Steven Banks, The Legal Aid Society, New York (Adrienne M. Gantt. of counsel), for appellant. Cyrus R. Vance, Jr., District Attorney, New York (Yuval Simchi-Levi of counsel), for respondent.
Published by New York State Law Reporting Bureau pursuant to Judiciary Law § 431.
This opinion is uncorrected and subject to revision before publication in the Official Reports.
Tom, J.P., Andrias, Saxe, Abdus-Salaam, Gische, JJ.
Judgment, Supreme Court, New York County (Edward J. McLaughlin, J. at plea; Marcy L. Kahn, J. at sentencing), rendered August 5, 2010, convicting defendant of assault in the second and third degrees, and sentencing her, as a second felony offender, to an aggregate term of four years, unanimously affirmed.
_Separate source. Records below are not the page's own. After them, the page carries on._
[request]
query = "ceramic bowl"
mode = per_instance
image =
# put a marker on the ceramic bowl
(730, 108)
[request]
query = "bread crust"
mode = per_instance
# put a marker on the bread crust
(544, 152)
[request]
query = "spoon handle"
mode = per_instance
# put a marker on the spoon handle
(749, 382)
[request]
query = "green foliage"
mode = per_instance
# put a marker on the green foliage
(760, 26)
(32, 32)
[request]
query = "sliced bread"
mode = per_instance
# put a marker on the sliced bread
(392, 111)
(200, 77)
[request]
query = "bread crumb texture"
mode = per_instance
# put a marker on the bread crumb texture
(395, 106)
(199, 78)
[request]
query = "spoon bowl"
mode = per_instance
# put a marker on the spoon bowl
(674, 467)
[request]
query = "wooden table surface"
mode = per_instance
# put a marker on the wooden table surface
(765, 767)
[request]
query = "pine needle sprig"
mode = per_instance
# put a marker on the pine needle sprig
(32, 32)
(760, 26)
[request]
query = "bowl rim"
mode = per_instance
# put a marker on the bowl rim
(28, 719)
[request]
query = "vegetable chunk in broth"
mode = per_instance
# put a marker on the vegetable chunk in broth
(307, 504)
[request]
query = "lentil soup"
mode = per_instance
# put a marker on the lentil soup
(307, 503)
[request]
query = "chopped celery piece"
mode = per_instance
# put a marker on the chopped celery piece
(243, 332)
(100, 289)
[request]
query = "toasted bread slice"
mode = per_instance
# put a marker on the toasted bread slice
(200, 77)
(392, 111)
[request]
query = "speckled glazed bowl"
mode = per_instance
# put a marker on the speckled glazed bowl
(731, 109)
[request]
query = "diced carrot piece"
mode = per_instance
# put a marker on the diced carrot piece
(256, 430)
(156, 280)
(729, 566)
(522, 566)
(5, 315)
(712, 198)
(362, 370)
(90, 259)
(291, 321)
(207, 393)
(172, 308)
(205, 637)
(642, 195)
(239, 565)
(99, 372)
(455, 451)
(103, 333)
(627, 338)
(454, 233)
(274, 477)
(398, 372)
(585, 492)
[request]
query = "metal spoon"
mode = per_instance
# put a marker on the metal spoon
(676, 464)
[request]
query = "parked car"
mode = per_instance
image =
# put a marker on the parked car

Defendant's claim that the court improperly enhanced her bargained-for sentence without sufficient inquiry is unpreserved since defendant neither requested a hearing nor moved to withdraw her plea (see e.g. People v Malaj, 69 AD3d 487 [1st Dept 2010], lv denied 15 NY3d 776 ), and we decline to review it in the interest of justice. As an alternate holding, we find that the court conducted a sufficient inquiry and properly imposed an enhanced sentence based on reliable information that defendant violated the terms of her plea agreement (see People v Jenkins, 11 NY3d 282 ). There were no disputed factual issues that required a hearing as a matter of due process (see People v Valencia, 3 NY3d 714 ; compare Torres v Berbary, 340 F3d 63 [2d Cir 2003]). The record also establishes that defendant was sufficiently warned of the meaning and consequences of absconding from her drug program.
We perceive no basis for reducing the sentence.
THIS CONSTITUTES THE DECISION AND ORDER OF THE SUPREME COURT, APPELLATE DIVISION, FIRST DEPARTMENT.